Stare powiedzenie mawia, że mądry Polak po szkodzie i rzeczywiście tak jest, to bardzo prawdziwe słowa. Dzisiaj już dokładnie studiuję oznaczenia prania na metkach swoich ciuchów i Was też chciałbym zmotywować, byście zwracali uwagę na takie detale, gdyż nawet najlepsza na świecie pralka nie uratuje naszej garderoby, gdy źle dobierzemy ustawienia, nieadekwatnie do rodzaju tkaniny.
Co zatem warto wiedzieć? Myślę, że podstawą jest dobranie właściwej dla danego przedmiotu temperatury prania. Jeżeli na wewnętrznej metce widniej piktogram z miską do prania, na którym jest jedna kropka, to znak, że ciuch należy prać maksymalnie w 30°C. Jeżeli dwie, to w 40°C, trzy to w 60°C, a cztery to nawet w 90°C. Widząc symbol ręki wewnątrz wspomnianego wcześniej symbolu, dostajemy jasną informację, że ta odzież wymaga prania ręcznego. Prawda, że proste?
Przejdźmy do rzeczy nieco bardziej skomplikowanej, czyli tego, jak prawidłowo rozumieć informacje odnoszące się do suszenia.
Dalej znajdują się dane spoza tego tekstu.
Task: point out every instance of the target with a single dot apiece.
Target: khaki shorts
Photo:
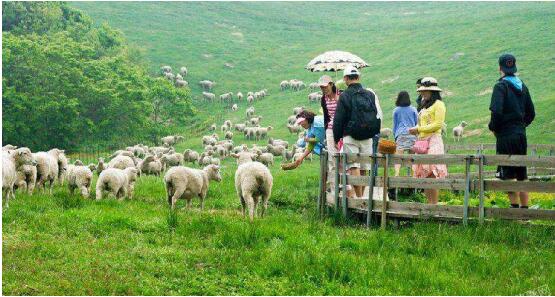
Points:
(353, 146)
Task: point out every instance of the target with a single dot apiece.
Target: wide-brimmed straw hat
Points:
(428, 84)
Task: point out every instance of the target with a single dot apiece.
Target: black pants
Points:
(513, 144)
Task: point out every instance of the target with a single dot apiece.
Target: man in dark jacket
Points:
(512, 111)
(356, 122)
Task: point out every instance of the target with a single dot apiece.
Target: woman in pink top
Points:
(329, 104)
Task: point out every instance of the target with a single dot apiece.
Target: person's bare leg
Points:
(523, 199)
Suszenie oznaczone jest na metce kwadratem:
- Kwadrat z łukiem u góry – tkaninę należy suszyć rozwieszoną,
- Kwadrat z małą kreską poziomą – tkanina może być suszona w pozycji poziomej, są one zazwyczaj bardzo lekkie i delikatne,
- Kwadrat z trzema małymi pionowymi kreskami – oznacza, że tkanina musi być suszona w pozycji pionowej,
- Kwadrat z dwiema kreskami skośnymi w rogu – ubrania z takimi znakami na metkach muszą być suszone w cieniu,
- Przekreślony krzyżykiem prostokąt – takiego ubrania nie należy wykręcać, aby odsączyć nadmiar wody.
Niektóre znaki będą się powtarzać, chociażby przekreślenie, wtedy od razu wiadomo, że danej czynności nie powinno się z tą odzieżą robić, np. wybielać. Zrozumienie przyjdzie z czasem, a może bardziej z praktyką. Umiejętność poprawnego odczytywanie symboli wewnątrz naszych ubrań zaowocuje tym, że ciuchy przez długi czas pozostaną w dobrej kondycji oraz zachowają swój oryginalny rozmiar, kształt i kolor.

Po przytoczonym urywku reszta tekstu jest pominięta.